Russian YouTube star Sasha Spilberg addresses the State Duma on May 22, 2017. Photo: Russian State Duma

The past two months have been a hard time for young people in Russia, where teachers and lecturers in classrooms across the country have berated and insulted students for suddenly showing an interest in activism. But it might be Russia’s politicians who are worried most in this new political climate.

Federal lawmakers, at any rate, are concerned enough about Russian youths that they invited 19-year-old YouTube celebrity Sasha Spilberg to address a packed session of the State Duma on Monday.

A woman who once submerged herself in a bathtub filled with potato chips for her 5 million YouTube subscribers, Spilberg visited the Duma as part of a new effort by United Russia, the ruling political party, to explore ways to “prevent the use of young people as a driving force in protests.”

Officials have been in a state of alarm ever since thousands of teenagers and university students joined nationwide anti-corruption protests on March 26, organized in large part by presidential hopeful Alexey Navalny. The demonstrations especially targeted Prime Minister Dmitry Medvedev, whom Navalny has accused of accepting large-scale bribes through a network of corrupt charities.

“I’m not too great with politics, with the names of all the parties, and so on, but I know how to talk to a large audience,” Spilberg told the State Duma on Monday. “My mission is to help facilitate a dialogue between the state and society, to which I belong.”

Spilberg also shared some advice: “Subscribers are the same as voters, except that the returns are visible in real time. Every one of my videos is a mini-election. I’ve been completely transparent since the age of 13, and any screw up — any falsity or laziness — triggers an instant reaction from my audience. Be transparent: share videos on YouTube, and post things on Vkontakte, or whatever social network you like best.”

After laying out this bold strategy for winning over young people, Spilberg then suddenly backtracked, telling the Duma that politicians have no immediate need for videobloggers. “The age bracket isn’t there yet, and its influence is still too low. I, for one, have voted in elections and will continue to vote, but I plan to vote in the polling booth and not on social networks.”

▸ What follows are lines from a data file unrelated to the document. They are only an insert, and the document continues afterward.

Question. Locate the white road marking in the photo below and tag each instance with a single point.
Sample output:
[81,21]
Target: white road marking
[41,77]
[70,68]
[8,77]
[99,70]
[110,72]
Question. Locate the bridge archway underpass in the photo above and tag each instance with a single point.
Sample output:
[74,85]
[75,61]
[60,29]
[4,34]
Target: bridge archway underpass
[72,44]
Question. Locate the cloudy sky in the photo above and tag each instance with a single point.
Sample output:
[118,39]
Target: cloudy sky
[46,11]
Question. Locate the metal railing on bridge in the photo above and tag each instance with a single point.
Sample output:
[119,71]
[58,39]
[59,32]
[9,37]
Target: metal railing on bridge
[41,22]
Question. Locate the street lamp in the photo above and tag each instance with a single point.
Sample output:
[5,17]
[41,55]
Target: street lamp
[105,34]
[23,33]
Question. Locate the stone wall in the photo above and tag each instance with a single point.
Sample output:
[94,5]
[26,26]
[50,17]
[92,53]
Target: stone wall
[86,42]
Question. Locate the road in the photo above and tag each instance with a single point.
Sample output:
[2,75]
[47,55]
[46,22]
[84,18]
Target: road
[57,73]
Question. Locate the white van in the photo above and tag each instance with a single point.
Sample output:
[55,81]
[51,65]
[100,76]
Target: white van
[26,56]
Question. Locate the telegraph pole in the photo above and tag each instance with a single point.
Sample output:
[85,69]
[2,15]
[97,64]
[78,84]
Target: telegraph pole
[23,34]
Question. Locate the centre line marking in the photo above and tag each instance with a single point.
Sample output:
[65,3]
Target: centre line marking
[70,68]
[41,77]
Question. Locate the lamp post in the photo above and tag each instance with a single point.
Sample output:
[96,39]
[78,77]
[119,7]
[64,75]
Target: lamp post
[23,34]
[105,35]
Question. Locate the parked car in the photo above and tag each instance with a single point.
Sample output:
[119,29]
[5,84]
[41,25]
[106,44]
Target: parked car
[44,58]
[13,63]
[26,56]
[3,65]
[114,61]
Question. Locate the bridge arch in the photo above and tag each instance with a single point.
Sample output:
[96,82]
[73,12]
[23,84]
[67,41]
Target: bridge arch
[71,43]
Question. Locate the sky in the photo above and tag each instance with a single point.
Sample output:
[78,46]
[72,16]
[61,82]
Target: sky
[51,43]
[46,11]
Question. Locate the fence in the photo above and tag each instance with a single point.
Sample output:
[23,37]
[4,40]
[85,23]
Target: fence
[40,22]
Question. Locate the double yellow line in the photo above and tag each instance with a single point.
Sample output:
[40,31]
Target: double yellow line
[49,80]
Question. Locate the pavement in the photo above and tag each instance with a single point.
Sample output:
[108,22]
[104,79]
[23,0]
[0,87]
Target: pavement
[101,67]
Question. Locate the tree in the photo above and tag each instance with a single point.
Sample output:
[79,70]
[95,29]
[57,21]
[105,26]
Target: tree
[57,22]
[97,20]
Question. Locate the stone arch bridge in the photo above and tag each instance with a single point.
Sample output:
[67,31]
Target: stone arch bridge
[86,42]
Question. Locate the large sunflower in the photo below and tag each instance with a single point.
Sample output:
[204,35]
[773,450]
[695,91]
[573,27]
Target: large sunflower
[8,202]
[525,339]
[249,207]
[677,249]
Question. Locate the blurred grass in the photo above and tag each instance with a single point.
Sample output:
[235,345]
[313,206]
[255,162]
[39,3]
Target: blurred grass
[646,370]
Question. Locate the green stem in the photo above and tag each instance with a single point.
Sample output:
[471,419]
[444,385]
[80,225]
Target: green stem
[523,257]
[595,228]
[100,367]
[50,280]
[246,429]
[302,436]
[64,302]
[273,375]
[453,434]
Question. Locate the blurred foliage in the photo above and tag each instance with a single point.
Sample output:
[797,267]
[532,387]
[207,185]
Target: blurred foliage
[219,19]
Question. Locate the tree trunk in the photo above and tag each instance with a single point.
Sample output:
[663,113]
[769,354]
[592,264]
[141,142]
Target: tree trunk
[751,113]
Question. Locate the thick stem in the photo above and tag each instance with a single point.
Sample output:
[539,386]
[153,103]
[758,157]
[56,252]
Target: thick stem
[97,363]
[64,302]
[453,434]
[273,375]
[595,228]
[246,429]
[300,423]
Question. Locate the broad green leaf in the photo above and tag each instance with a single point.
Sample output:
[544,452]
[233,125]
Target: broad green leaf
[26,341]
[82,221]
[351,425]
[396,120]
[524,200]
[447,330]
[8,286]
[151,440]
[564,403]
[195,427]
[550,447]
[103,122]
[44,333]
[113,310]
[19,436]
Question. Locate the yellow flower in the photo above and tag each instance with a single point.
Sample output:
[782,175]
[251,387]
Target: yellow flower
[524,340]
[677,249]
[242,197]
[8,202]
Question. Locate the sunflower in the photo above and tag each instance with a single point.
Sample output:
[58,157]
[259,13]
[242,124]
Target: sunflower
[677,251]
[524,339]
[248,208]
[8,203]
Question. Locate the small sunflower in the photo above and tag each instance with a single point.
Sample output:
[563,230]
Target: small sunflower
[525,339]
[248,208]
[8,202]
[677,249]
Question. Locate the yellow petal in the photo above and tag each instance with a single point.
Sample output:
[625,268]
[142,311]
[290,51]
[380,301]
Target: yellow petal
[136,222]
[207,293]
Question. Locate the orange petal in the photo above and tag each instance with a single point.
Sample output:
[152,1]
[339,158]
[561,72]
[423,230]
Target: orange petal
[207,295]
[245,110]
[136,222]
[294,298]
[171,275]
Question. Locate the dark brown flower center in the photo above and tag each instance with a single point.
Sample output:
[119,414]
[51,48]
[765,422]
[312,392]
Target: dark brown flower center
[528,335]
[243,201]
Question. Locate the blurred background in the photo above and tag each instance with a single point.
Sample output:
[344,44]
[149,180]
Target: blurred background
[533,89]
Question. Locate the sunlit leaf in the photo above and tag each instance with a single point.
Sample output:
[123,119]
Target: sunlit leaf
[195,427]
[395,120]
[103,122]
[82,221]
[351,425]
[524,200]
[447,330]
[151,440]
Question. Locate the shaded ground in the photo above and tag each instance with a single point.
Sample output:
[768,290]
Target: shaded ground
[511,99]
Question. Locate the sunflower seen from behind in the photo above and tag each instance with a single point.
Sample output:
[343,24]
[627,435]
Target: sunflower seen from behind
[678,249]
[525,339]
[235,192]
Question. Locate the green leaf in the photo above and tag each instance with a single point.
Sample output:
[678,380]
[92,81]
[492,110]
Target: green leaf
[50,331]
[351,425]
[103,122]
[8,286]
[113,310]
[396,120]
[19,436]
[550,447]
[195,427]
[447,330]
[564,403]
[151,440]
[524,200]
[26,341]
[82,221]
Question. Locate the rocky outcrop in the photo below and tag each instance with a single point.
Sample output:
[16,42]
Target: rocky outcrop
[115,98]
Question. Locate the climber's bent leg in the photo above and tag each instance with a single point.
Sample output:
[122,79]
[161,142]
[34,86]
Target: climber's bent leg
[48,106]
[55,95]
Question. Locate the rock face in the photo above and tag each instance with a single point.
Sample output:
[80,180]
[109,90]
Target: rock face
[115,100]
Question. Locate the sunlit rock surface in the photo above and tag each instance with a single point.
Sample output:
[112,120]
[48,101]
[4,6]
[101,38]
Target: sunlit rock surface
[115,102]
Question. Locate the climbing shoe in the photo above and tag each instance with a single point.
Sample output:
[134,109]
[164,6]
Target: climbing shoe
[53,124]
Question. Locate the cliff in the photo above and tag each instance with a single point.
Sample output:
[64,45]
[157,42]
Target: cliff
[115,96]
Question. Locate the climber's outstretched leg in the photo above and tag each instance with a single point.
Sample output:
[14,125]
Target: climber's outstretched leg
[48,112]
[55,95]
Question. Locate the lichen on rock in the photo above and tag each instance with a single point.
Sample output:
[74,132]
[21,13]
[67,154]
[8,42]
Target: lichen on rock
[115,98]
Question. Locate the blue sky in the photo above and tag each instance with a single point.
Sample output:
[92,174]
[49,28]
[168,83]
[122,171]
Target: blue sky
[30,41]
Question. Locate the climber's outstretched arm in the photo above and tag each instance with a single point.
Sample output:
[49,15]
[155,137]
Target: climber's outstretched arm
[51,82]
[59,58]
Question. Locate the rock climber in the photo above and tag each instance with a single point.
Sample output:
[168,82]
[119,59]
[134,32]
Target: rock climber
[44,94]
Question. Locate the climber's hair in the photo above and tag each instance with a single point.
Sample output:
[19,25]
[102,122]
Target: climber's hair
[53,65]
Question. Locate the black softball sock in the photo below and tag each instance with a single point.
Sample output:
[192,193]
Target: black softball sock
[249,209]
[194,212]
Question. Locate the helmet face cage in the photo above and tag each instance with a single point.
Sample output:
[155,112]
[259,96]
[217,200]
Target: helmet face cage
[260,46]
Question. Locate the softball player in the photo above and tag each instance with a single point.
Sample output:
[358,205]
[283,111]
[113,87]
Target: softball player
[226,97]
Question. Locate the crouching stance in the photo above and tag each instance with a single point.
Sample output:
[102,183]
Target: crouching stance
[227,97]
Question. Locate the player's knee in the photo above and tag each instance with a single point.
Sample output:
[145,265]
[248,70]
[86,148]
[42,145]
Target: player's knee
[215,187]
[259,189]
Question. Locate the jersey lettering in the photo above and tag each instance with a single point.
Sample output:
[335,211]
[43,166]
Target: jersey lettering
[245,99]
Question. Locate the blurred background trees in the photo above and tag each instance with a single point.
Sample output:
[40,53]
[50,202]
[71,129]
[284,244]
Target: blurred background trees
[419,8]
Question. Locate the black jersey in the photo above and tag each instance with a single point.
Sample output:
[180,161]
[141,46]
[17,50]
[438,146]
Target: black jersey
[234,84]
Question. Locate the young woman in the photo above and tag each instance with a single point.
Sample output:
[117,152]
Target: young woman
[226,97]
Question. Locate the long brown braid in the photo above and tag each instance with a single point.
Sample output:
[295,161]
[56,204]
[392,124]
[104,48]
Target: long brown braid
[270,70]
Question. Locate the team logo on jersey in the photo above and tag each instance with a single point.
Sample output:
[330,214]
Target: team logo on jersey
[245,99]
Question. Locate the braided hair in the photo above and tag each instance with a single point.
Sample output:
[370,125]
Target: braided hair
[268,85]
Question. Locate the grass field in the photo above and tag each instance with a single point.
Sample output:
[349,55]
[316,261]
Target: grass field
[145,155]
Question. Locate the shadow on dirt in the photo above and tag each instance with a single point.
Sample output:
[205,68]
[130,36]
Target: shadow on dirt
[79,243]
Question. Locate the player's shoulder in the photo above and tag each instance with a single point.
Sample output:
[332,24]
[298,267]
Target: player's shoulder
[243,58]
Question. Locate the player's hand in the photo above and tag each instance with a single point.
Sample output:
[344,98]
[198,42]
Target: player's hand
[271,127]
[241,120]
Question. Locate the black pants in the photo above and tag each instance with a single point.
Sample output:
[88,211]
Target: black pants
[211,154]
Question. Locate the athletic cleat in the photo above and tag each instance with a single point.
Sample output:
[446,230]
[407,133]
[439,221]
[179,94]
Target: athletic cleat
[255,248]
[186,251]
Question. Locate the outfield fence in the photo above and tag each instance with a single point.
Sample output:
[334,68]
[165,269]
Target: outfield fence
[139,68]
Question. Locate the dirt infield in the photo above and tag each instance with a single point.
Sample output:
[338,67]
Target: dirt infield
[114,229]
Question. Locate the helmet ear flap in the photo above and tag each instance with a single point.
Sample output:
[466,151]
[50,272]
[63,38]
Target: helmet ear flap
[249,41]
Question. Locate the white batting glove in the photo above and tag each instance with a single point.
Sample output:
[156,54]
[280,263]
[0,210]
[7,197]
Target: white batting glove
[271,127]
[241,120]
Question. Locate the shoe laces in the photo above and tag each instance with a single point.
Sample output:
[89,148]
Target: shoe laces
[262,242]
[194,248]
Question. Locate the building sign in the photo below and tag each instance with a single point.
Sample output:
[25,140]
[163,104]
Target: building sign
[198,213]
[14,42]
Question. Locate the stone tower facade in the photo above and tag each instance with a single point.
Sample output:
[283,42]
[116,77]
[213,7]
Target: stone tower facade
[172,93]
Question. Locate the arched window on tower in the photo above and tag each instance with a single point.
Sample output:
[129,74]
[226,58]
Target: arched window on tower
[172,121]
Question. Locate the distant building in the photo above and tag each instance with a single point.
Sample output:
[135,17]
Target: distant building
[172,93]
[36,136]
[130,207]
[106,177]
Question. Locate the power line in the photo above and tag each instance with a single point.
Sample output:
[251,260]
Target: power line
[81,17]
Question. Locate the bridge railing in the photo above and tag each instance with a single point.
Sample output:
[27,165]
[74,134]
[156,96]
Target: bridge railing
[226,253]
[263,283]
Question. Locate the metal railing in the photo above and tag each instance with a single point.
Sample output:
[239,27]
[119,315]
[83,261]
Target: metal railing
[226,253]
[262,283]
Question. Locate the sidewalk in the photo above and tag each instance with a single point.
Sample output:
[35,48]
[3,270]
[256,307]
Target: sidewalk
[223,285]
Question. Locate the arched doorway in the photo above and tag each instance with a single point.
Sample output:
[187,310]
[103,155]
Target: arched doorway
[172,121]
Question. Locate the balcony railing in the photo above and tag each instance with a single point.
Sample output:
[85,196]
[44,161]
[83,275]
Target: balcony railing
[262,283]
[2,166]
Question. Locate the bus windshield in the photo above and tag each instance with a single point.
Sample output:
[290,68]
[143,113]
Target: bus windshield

Spilberg concluded her remarks with a shot at her YouTube “colleague” Ruslan Sokolovsky, the atheist blogger in Yekaterinburg who was recently given a 3.5-year suspended sentence for insulting religious people with satirical videos, including one video showing him playing Pokemon Go inside a cathedral.

“Excuse me for saying this, of course, but he’s an idiot,” Spilberg told the Duma, telling the deputies, “Idiots need to be cured or fined.”

Backtracking again, however, Spilberg then warned that “prosecuting such people” is “harsh and unpragmatic,” and erodes young people’s trust in the government.

Last month, Spilberg made headlines for scoring an interview with Vladimir Medinsky, Russia’s minister of culture. Unlike her many videos featuring wacky stunts or music, Spilberg’s interview with Medinsky was a largely straightforward conversation, where the federal minister described the Internet as a modern-day medium for the popularization of Russian culture.